The figures on my blood tests, which were horrendous, went back to normal. My blood pressure came under control. I look younger. I feel younger. I’m fitter than at any point in my life.

The research out of the United Kingdom suggests I’m not crazy to feel that way, and I’m not alone. You don’t even have to be a crazy cyclist to get the benefits of exercise.

Lazarus, the 82-year-old, notes that he is well aware he is not going to win the Tour de France anytime soon. Well, ever, to be honest. At 82, I think he’ll admit that.

But that’s exactly the point. He is not a pro cyclist. He just likes riding his bike.

“Most of us who exercise have nowhere near the physiological capacities of elite athletes,” he says. “We exercise mainly to enjoy ourselves.” He figures nearly everybody can find an exercise that suits their mindset and body type.

Like Mid Age Man, he advises setting aside a part of your day as exercise. Think of it as taking your daily exercise pill. Or like brushing your teeth. Just something you do, each and every day.

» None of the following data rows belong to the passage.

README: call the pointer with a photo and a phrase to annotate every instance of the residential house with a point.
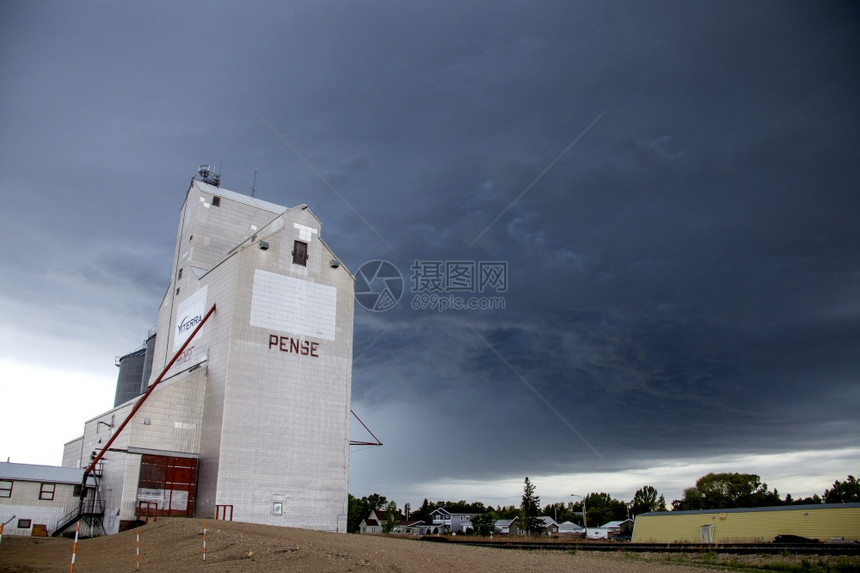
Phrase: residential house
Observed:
(571, 528)
(550, 527)
(452, 522)
(622, 528)
(507, 526)
(36, 499)
(376, 521)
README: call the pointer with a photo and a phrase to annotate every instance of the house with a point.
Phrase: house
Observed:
(750, 525)
(376, 522)
(407, 527)
(597, 533)
(550, 527)
(37, 499)
(507, 526)
(452, 522)
(571, 528)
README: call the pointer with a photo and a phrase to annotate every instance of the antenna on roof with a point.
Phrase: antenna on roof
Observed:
(209, 175)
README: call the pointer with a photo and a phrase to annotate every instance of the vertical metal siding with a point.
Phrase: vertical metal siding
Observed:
(750, 526)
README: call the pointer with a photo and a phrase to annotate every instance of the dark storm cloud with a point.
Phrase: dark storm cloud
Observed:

We often say we don’t have the time to exercise. Make time. Even just 15 minutes a day is enough. In fact, if it’s a form of exercise you enjoy, you will make the time for it.

After all, exercise should be fun, not a chore. It’s a hell of a lot more fun than brushing your teeth or taking a pill. Or that Fourth Age.

Lazarus likes cycling. That’s just him. You can emulate him any way you see fit.

“Find an exercise that you enjoy, in whatever environment that suits you, and make a habit of physical activity,” he says. “You will reap the rewards in later life by enjoying an independent and productive old age.”